When conditions are good, there’s something very calming and meditative about kayaking; the rhythmic action of paddling, the ‘swoosh’ of the blade through the water, the gliding motion of the kayak, the peace of the tranquil marine environment.
After passing by Moturua Island, I reached Urupukapuka Island where I drifted between the yachts and beached at Paradise Bay.
It felt good to walk around and have a stretch, then relax for a while on the grass overlooking the beach.
Feeling rested, I slid back into the kayak and made my way around the south of the island to the main Urupukapuka camping ground.
Approaching Urupukapuka Bay, I came across a colony of pied shags nesting in some trees overlooking the water.
The Urupukapuka Island camping ground is big enough to hold hundreds of people, but when I visited it I had the place to myself. The campsite was well equipped with water, toilets, outdoor showers and acres of grass.
I spent the following day exploring the hills, cliffs and bays of the island via the network of walking tracks.
The next morning dawned drizzly, and with the forecast predicting 15+ knots later in the day I made an early start back to Paihia.
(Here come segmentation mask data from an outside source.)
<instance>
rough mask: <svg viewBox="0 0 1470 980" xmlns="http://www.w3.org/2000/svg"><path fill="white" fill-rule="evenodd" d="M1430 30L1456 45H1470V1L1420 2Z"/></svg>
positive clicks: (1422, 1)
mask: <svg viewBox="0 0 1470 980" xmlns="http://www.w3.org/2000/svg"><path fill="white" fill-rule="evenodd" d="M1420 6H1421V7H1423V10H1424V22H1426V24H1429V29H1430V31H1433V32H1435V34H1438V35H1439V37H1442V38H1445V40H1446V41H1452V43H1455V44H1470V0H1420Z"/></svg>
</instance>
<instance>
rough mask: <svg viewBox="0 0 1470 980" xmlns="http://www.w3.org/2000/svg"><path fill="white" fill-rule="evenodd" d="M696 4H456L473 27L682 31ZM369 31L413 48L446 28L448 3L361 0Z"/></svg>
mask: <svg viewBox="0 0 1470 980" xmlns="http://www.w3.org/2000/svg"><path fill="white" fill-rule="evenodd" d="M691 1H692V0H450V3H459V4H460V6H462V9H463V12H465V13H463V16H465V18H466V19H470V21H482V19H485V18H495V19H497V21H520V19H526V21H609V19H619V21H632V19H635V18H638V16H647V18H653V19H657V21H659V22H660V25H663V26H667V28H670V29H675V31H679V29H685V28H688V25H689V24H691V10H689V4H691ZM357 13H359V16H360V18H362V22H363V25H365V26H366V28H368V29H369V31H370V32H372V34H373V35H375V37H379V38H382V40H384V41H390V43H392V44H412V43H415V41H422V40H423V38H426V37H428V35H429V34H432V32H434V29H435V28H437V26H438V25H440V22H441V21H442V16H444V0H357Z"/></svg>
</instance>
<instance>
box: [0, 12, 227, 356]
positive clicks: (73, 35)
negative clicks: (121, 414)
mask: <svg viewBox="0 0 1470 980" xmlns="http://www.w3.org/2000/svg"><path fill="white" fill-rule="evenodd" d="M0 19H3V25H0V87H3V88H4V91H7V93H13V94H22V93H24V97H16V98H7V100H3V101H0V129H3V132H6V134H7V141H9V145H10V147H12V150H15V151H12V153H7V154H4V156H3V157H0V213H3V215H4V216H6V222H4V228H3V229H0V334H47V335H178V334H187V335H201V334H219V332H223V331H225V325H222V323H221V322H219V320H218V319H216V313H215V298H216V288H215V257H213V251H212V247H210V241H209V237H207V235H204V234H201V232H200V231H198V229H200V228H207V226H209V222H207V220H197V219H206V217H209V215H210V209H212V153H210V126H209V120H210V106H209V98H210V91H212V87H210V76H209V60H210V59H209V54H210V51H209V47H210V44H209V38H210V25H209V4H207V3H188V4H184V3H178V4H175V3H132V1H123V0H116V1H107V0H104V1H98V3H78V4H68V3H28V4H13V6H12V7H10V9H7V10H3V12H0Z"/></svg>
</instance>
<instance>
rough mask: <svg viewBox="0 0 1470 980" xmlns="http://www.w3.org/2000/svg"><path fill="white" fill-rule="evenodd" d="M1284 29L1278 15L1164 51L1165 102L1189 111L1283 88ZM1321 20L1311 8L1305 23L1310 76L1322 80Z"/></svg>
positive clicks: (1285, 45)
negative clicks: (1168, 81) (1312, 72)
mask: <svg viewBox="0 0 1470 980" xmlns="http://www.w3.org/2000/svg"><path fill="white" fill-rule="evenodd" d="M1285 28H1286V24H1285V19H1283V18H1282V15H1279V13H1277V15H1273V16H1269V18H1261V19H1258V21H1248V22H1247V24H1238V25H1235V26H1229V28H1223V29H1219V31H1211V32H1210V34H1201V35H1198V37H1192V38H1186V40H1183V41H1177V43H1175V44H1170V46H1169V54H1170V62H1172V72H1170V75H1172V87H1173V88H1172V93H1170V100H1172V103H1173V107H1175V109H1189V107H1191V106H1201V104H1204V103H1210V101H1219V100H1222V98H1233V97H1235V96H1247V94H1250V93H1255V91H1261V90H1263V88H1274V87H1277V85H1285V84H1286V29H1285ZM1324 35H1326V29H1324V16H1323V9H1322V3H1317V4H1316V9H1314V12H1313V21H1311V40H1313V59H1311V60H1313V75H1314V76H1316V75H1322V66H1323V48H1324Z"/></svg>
Apart from the odd light shower, the early conditions were perfect.
I made it back around Tapeka Point before the wind blew up, and stopped at the picturesque town of Russell for lunch.
Thawing out in the sun at Russell I lost track of time, and ended up leaving a little too late. The nor’ easter arrived as forecast, and I had to battle the wind and whitecaps back to Paihia. I arrived tired and saturated, but buzzing from what had been a fantastic trip paddling the Bay.